I was recruited over LinkedIn to manage a new team that Facebook was building. The process took three stages: 1. phone screen with the recruiter 2. videoconference interview with the hiring manager 3. three-hour on-site with six different interviewers, all 1:1 except for a 2:1 lunch.
Although I received an offer, I turned it down. At the time, I was working at a competing Silicon Valley tech company, where I had been fast-tracked into a very quick promotion. Early in the interview process, I told my recruiter what my total compensation and rough salary expectations were.
I was surprised, then, when the recruiter made an offer with a base salary that was $12K less than what I had been making. More insultingly, the total compensation of the offer was _$60K_ less than what I was making at the time. The recruiter said the company was unlikely to budge much on either fronts because it was consistent with the level of the role.
Needless to say, I found the $60K delta to be an absolute joke.
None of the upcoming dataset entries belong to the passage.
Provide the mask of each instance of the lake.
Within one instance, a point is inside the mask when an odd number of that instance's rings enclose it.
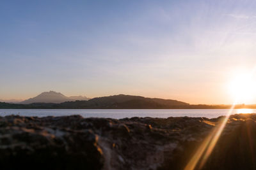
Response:
[[[112,118],[138,117],[190,117],[216,118],[225,115],[229,110],[12,110],[0,109],[0,116],[18,115],[26,117],[67,116],[80,115],[84,118]],[[232,114],[256,113],[256,110],[234,110]]]

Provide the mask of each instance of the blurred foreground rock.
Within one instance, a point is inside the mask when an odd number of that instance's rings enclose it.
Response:
[[[0,117],[0,169],[183,169],[223,118]],[[256,169],[255,120],[232,115],[202,169]]]

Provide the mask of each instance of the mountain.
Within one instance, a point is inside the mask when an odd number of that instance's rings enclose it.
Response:
[[[8,99],[8,100],[0,99],[0,102],[5,102],[5,103],[19,103],[22,101],[22,100],[19,100],[19,99]]]
[[[20,104],[31,104],[33,103],[61,103],[66,101],[75,101],[77,100],[79,101],[86,101],[89,98],[83,96],[71,96],[67,97],[61,93],[56,92],[54,91],[50,91],[47,92],[43,92],[38,96],[28,99],[28,100],[24,101]]]
[[[34,104],[34,106],[35,104]],[[36,106],[44,106],[40,103],[37,104]],[[63,109],[163,109],[189,105],[175,100],[120,94],[95,97],[88,101],[65,102],[51,107]]]

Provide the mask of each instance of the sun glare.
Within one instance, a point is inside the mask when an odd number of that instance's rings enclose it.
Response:
[[[239,109],[237,110],[236,111],[237,113],[244,113],[244,114],[246,114],[246,113],[253,113],[253,110],[252,109]]]
[[[252,103],[256,94],[255,85],[255,78],[252,74],[239,74],[230,81],[229,90],[237,103]]]

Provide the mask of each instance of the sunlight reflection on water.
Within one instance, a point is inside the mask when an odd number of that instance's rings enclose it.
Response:
[[[252,109],[238,109],[237,110],[237,113],[253,113],[253,110]]]

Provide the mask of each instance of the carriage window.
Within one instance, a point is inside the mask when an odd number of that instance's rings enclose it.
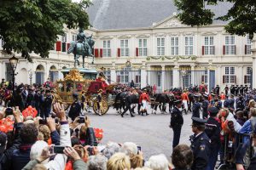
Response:
[[[81,92],[83,90],[83,84],[82,82],[76,83],[76,92]]]
[[[72,92],[73,91],[73,82],[67,82],[67,92]]]
[[[64,85],[63,82],[59,82],[59,91],[64,92]]]

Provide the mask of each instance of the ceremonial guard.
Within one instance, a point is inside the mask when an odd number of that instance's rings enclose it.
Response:
[[[201,103],[201,108],[203,110],[202,110],[203,119],[207,119],[208,117],[208,105],[209,105],[208,95],[203,94],[203,101]]]
[[[132,111],[131,111],[131,92],[128,92],[127,95],[125,96],[125,109],[123,111],[123,113],[121,114],[121,116],[124,117],[125,113],[129,110],[131,116],[134,117],[135,116],[132,115]]]
[[[218,109],[217,107],[211,107],[208,110],[210,117],[206,123],[205,132],[210,139],[210,156],[209,162],[207,170],[214,170],[215,164],[218,159],[218,150],[220,149],[220,123],[217,117]]]
[[[74,121],[77,116],[80,116],[82,106],[79,99],[79,94],[73,94],[73,102],[70,106],[68,116],[72,119],[72,121]]]
[[[45,99],[44,100],[44,118],[49,117],[51,110],[52,96],[49,90],[45,91]],[[44,118],[44,116],[42,118]]]
[[[206,120],[192,117],[192,131],[194,135],[190,136],[194,161],[191,170],[206,169],[209,162],[210,139],[205,130]]]
[[[195,103],[193,104],[193,106],[192,106],[192,116],[200,117],[201,105],[200,105],[200,103],[198,102],[199,95],[194,94],[194,100],[195,100]]]
[[[226,95],[228,95],[228,94],[229,94],[229,87],[228,87],[228,85],[226,85],[226,87],[224,88],[224,91],[225,91],[225,94]]]
[[[97,95],[97,113],[102,116],[102,89],[99,89]]]
[[[174,107],[171,111],[170,128],[173,130],[172,148],[175,148],[179,143],[182,126],[183,124],[183,113],[180,110],[183,101],[181,99],[173,102]]]
[[[218,85],[217,85],[216,88],[215,88],[215,94],[217,95],[219,95],[219,86]]]

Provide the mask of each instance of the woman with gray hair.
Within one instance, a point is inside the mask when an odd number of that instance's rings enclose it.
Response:
[[[102,155],[109,159],[113,154],[119,151],[120,146],[114,142],[108,142],[102,151]]]
[[[88,170],[106,170],[108,159],[100,154],[90,156],[88,161]]]

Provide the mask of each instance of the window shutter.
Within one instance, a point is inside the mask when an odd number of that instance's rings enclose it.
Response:
[[[117,81],[116,81],[117,82],[121,82],[121,77],[120,77],[120,76],[117,76]]]
[[[67,48],[66,42],[62,42],[62,52],[66,52],[66,48]]]
[[[135,48],[135,54],[136,54],[136,56],[137,57],[138,56],[138,48]]]
[[[99,50],[98,50],[98,48],[94,48],[94,56],[96,58],[99,57]]]
[[[103,56],[103,49],[100,48],[100,57],[102,58],[102,56]]]
[[[69,47],[70,47],[70,43],[67,43],[67,51],[68,51]]]
[[[201,76],[201,82],[205,82],[205,76],[204,76],[204,75]]]
[[[61,51],[61,41],[56,42],[56,51]]]
[[[121,49],[119,48],[118,48],[118,57],[121,56]]]

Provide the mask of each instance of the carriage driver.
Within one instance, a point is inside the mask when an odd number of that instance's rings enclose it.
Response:
[[[142,113],[142,116],[143,116],[144,113],[146,114],[146,116],[148,115],[148,111],[147,111],[147,101],[148,101],[148,102],[150,102],[149,97],[148,97],[148,95],[147,94],[147,89],[144,89],[144,90],[143,90],[143,93],[142,95],[140,96],[140,99],[139,99],[139,103],[140,103],[141,105],[142,105],[142,108],[141,108],[141,113]]]
[[[99,116],[102,116],[102,89],[98,90],[98,95],[97,95],[97,114]]]

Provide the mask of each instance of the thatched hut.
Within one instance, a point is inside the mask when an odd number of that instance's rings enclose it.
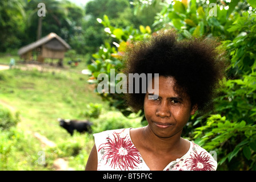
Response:
[[[70,48],[70,46],[61,37],[55,33],[50,33],[21,48],[18,54],[25,61],[36,61],[42,63],[45,58],[57,59],[59,65],[62,65],[65,53]]]

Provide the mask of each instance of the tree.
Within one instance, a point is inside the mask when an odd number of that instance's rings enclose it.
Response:
[[[19,38],[24,31],[22,22],[25,16],[23,1],[0,2],[0,52],[15,48],[21,44]]]
[[[137,6],[142,6],[157,1],[135,2],[138,2]],[[220,170],[256,169],[254,2],[248,1],[248,3],[237,0],[215,3],[213,5],[217,11],[217,16],[211,14],[213,7],[210,7],[215,1],[209,1],[208,4],[204,1],[195,0],[189,3],[186,0],[176,1],[171,4],[166,2],[153,24],[157,30],[176,29],[180,39],[202,35],[218,37],[222,41],[219,48],[227,50],[230,67],[214,101],[215,109],[206,115],[195,115],[183,130],[183,136],[194,140],[206,150],[216,152]],[[110,69],[113,68],[116,74],[119,73],[123,67],[122,53],[130,40],[141,40],[151,34],[150,29],[143,26],[140,27],[139,31],[131,27],[114,27],[106,16],[98,20],[107,34],[115,38],[114,44],[113,40],[106,41],[101,46],[98,52],[93,55],[95,60],[88,66],[91,72],[88,81],[96,84],[101,73],[109,75]],[[125,115],[131,113],[123,105],[120,94],[103,93],[101,96]]]

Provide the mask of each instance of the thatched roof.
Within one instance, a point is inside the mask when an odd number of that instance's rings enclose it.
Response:
[[[18,54],[19,55],[22,55],[30,51],[31,51],[38,47],[41,46],[43,44],[47,43],[54,38],[59,40],[59,42],[61,42],[67,49],[70,49],[71,48],[70,46],[60,36],[58,36],[55,33],[51,32],[35,42],[33,42],[26,46],[22,47],[18,51]]]

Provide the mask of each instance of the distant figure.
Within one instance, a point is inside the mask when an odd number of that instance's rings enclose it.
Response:
[[[14,59],[13,58],[11,58],[11,60],[10,61],[9,64],[10,69],[11,69],[11,67],[13,67],[13,66],[15,66],[15,59]]]

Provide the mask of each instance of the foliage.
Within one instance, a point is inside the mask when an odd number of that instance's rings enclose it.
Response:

For many, $60K is an entire year's salary. I also couldn't understand why the recruiter would waste not only my time but the company's time by investing in a full-fledged recruiting process, even bringing me on site, knowing that he would be making an unrealistic offer that no one in her right mind would accept.
Moreover, did he or the hiring team think that just because I was a petite minority female, I would be a doormat? Even if this assessment wasn't a conscious/intentional one, the offer was honestly a damning testament to the company's utter obliviousness at best or flagrant disregard for diversity and inclusion.